Since the nightly samples of primary voters are small, Gallup reports a three-day rolling average. The results reported on Thursday are based on interviews conducted Monday through Wednesday, the results on Friday are based on interviews from Tuesday through Thursday and so on.

Those who advocate this approach to polling claim two principal benefits. First, in theory at least, is the potential to monitor reactions to events on a daily basis. Second, and arguably more important, is the ability to amass a huge pool of data that can be sliced and diced retroactively to assess the impact of events. Did that unexpected gaffe make a difference? Compare 2,000 interviews conducted before the gaffe to 2,000 interviews conducted after, and you will know not only whether it mattered, but to whom and how much.

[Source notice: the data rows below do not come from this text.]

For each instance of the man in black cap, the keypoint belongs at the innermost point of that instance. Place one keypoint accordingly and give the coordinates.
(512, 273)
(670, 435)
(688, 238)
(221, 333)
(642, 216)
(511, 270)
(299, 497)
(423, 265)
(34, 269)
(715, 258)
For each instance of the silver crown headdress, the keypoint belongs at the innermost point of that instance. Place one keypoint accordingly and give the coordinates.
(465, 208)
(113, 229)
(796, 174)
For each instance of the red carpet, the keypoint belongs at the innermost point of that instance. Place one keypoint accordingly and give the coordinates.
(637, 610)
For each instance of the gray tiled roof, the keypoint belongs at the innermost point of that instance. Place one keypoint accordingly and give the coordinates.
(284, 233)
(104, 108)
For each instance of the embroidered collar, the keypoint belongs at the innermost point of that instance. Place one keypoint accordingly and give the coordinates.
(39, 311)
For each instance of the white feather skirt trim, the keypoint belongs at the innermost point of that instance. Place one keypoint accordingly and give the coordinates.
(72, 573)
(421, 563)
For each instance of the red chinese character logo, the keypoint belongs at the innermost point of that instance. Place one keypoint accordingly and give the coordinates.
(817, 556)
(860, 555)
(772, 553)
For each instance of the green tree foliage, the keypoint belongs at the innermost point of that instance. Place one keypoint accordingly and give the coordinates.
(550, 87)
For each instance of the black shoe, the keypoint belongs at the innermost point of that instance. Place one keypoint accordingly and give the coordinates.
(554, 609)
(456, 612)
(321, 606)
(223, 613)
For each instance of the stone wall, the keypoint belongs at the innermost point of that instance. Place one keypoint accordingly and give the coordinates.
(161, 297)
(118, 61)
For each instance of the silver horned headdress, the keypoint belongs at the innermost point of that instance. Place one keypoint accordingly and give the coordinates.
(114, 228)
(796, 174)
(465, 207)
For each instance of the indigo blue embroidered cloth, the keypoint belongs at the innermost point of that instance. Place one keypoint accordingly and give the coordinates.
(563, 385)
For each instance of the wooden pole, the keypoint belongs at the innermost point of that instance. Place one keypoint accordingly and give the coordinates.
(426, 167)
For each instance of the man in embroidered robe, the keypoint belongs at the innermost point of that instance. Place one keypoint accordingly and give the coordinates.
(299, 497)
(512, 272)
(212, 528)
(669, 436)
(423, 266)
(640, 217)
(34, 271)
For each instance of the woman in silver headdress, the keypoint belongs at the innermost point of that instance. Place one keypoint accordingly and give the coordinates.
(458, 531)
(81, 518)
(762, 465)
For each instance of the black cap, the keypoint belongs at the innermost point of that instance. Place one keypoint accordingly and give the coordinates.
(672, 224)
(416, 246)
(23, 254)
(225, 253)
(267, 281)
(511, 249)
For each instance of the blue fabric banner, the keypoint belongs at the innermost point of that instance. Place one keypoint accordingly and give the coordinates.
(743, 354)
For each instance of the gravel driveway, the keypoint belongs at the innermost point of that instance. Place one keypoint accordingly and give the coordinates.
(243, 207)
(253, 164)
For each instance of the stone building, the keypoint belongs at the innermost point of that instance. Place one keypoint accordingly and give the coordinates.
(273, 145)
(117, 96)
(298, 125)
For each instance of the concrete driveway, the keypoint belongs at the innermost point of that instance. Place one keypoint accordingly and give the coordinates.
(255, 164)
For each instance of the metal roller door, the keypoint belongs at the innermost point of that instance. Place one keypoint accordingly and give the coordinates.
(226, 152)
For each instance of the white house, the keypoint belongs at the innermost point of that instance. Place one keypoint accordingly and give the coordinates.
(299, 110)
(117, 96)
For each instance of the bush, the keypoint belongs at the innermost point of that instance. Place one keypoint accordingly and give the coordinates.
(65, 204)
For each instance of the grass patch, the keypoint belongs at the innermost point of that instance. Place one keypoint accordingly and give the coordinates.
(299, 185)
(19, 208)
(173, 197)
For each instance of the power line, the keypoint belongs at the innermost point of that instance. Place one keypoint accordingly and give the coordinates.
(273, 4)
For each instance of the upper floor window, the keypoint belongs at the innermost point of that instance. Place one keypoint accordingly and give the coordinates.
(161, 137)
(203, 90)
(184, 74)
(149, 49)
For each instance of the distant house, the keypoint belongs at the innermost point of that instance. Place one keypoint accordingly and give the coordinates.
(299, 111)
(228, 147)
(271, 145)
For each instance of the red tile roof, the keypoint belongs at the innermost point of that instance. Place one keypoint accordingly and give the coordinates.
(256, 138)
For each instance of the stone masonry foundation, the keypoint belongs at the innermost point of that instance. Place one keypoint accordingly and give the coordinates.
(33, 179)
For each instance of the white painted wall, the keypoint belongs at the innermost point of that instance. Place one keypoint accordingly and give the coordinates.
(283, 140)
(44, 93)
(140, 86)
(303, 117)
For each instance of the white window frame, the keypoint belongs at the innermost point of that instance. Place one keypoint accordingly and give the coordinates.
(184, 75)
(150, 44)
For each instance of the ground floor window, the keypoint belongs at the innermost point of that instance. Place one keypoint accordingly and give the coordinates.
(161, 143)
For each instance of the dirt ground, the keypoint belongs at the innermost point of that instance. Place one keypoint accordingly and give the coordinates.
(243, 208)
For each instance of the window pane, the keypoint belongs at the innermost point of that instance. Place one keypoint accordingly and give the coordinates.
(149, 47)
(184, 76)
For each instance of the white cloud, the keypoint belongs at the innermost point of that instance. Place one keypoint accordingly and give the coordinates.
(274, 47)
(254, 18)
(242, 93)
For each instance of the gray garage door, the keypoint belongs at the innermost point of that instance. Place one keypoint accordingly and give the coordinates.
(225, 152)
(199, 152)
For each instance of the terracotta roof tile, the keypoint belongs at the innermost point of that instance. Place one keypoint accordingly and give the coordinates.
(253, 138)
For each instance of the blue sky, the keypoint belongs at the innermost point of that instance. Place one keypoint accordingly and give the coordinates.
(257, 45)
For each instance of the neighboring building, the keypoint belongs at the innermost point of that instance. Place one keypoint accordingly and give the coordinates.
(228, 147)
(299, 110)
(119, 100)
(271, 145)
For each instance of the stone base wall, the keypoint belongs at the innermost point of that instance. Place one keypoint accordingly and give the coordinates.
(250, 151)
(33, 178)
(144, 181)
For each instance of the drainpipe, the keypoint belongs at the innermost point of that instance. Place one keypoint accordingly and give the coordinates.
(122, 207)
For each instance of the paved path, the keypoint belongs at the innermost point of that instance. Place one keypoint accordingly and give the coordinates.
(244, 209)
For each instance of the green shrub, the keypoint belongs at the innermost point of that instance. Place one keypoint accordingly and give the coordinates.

For all this promise, however, daily rolling-average tracking creates a few potential problems in the way consumers interpret the data.

First, rolling together interviews conducted over several days may reduce the random variation (technically "random sampling error") that comes with interviewing a sample rather than the entire population, but it does not eliminate it. The three-day average results reported each day have a "margin of error" of +/- 3 percent, which applies separately to the support measured for each candidate. That means, for example, that if the presidential race remains deadlocked for several weeks with one candidate leading by, say, five percentage points, the margin as measured could fluctuate over the course of a week from a ten point margin for the leader to a dead heat by chance alone.

Second, the three-day rolling averages smooth out the line in a way that creates something of an optical illusion. If we charted the results for each night separately, we would see the purely random up-and-down for what it is. But when we smooth out the lines, we sometimes forget that some of the movement up or down is still random. We assume that every twitch in the line is real and easily find narratives to explain what just may be statistical noise.

Third, for all the warnings from pollsters about how we need to roll together three nights worth of data to come to meaningful conclusions, consumers of the data inevitably try to guess at "last night's numbers."

But if we look at just one night's data, which for the Gallup Daily involves roughly 400 interviews for the presidential primary questions, the random error gets bigger (+/- 5 percent), and the built-in control of three-day smoothing goes away. So if, hypothetically, one candidate maintains a five-point lead (in reality) over the course of two weeks, we could easily see a move in the one-day numbers (as measured) from a 10-point lead to a dead-even race, or vice versa, at least once by chance alone.

Like it or not, we need more than a single night's interviews to confirm whether small shifts in public opinion are real. So patience is still a virtue, even with all the daily data.